Bagaimana kalau kau aku tuliskan sebuah puisi?
Karena kalimat yang selalu aku siapkan berjam-jam sebelumnya tak pernah mampu meluncur dari lidahku.
Semua kaku dan berhenti membeku ketika senyum mahalmu itu melengkung serupa pelangi.
Jadi, setujukah bila kau aku tuliskan sebuah puisi?
Sebuah puisi yang mungkin suatu waktu akan kau baca.
Dan tolong, tersenyumlah bila waktu mengizinkanmu membaca ini.
Karena senyummulah, senyum mahalmu itu, bekalku merawat mimpi.
Bekalku merawat rindu yang tidak berani aku ceritakan di depanmu.
Atau lebih tepatnya, belum, belum berani aku ceritakan padamu.
Kamu, yang menjadi nadi di tulisan ini, adalah orang kesekian yang datang menyapa hatiku.
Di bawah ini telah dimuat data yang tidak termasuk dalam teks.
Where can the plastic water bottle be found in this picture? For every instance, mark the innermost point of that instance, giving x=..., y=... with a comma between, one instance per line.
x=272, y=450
Hati yang genap setahun lalu mengering pemiliknya.
Kamu pria kesekian yang tanpa sengaja masuk tanpa permisi.
Dan hasilnya adalah aku jatuh cinta lagi.
Diam-diam lagi.
Tak mampu berkata-kata lagi.
Ah sudahlah, semoga tulisan ini bisa sedikit mewakili.